The Miami Herald
October 18, 1999
 
 
Vieques vigil a quagmire
 
U.S. pressed on whether to close Navy range

 BY JAMES ANDERSON Associated Press

 VIEQUES, Puerto Rico -- Lightning flashes overhead and a hard rain falls as salsa
 singer Willie Colon joins protesters camping amid the craters on the U.S. Navy's
 beachfront bombing range.

 The surreal stream of celebrities, politicians, clerics, athletes and fishermen who
 occupy the bomb-pocked campsites underscores the political quagmire facing
 President Clinton: Should he evict the protesters -- as the military demands -- and
 risk widespread civil disobedience in Puerto Rico?

 On Tuesday, the U.S. Senate's Armed Services Committee will hear from Navy
 Secretary Richard Danzig, who wants bombing practice to resume, and Puerto
 Rico Gov. Pedro Rossello, who adamantly opposes it.

 Like few other issues before it, the campaign to boot the Navy from the outlying
 island of Vieques has galvanized Puerto Rican nationalism and attracted
 politicians of all persuasions -- even those, like Rossello, who want to make this
 Spanish-speaking U.S. territory the 51st state of the union.

 GREAT PLATFORM

 And it has given Independence Party chief Ruben Berrios, the protest leader, a
 platform far greater than the 3 percent showing his cause received in last
 December's plebiscite on statehood.

 Defying repeated warnings from the Navy, protesters have occupied the range
 since David Sanes Rodriguez, a civilian security guard, was killed in a bombing
 accident April 19.

 For many, that was the last straw in an on-again, off-again campaign to get the
 Navy off Vieques, a 20-mile-long island inhabited by 9,300 civilians. Bombing was
 halted after the accident, and Clinton is awaiting a Pentagon report on possible
 alternatives before deciding the issue.

 The civilian occupation of the range ``is the ultimate expression of a people in a
 desperate state,'' Colon said. So desperate, some fear, that widespread civil
 disobedience -- even violence -- could ensue if Clinton doesn't hand over the Navy
 range to Puerto Rico.

 Protesters have erected five tent camps along the white beaches of the range,
 located 10 miles from the island's main town, Isabel II. It is littered with bombs
 and artillery shells, water-filled craters, rusted scrap, charred tree bark -- the
 detritus of live-fire military exercises since World War II.

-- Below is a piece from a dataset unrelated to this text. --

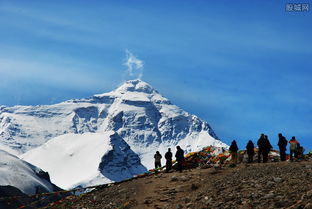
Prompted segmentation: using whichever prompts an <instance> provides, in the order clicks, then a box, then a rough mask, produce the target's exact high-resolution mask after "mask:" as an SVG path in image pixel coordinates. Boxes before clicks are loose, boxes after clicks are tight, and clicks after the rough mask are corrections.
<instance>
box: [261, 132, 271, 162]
mask: <svg viewBox="0 0 312 209" xmlns="http://www.w3.org/2000/svg"><path fill="white" fill-rule="evenodd" d="M272 148H273V147H272V145H271V143H270V141H269V138H268V136H267V135H264V150H263V162H264V163H266V162H268V157H269V152H270V150H271V149H272Z"/></svg>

 Skeleton crews run the camps during the week. The numbers swell into the
 hundreds on weekends, when families and friends come by boat, bringing food,
 drink and music.

 DOMINANT ISSUE

 The issue has dominated news media and street talk for months, and the chorus
 of indignation has drowned out those concerned about the consequences of
 rebellion for Puerto Rico, whose four million people have U.S. citizenship and get
 $11 billion annually in federal funds.

 The Navy insists Vieques is vital to national security as the only place where East
 Coast fleets can train in simultaneous air, land and sea operations. It has been
 used to prepare for every U.S. conflict since Vietnam.

 Losing Vieques could mean losing lives at war -- a risk not acceptable to the
 American public in this era of precision bombing, the Navy says. It also notes that
 Sanes Rodriguez's death was the first at the range in more than 50 years.

 The Navy acquired roughly two-thirds of Vieques in 1941 -- land for a munitions
 dump on the western end and land for the bombing range on the eastern half.
 Vieques' civilians are sandwiched in between.

 For years, they've complained about shaking windows and frightened
 schoolchildren, about high cancer rates and the use of napalm, about fisheries off
 limits to their fishing fleet. Recently the Navy admitted that it had mistakenly fired
 bullets tipped with depleted uranium in violation of federal laws and that it dropped
 napalm in 1993.

 Prospects for a compromise seem slim. Puerto Rico's leaders have criticized a
 leaked proposal to allow the Navy five years before a pullout. And the Navy, for its
 part, says it cannot find another Atlantic range.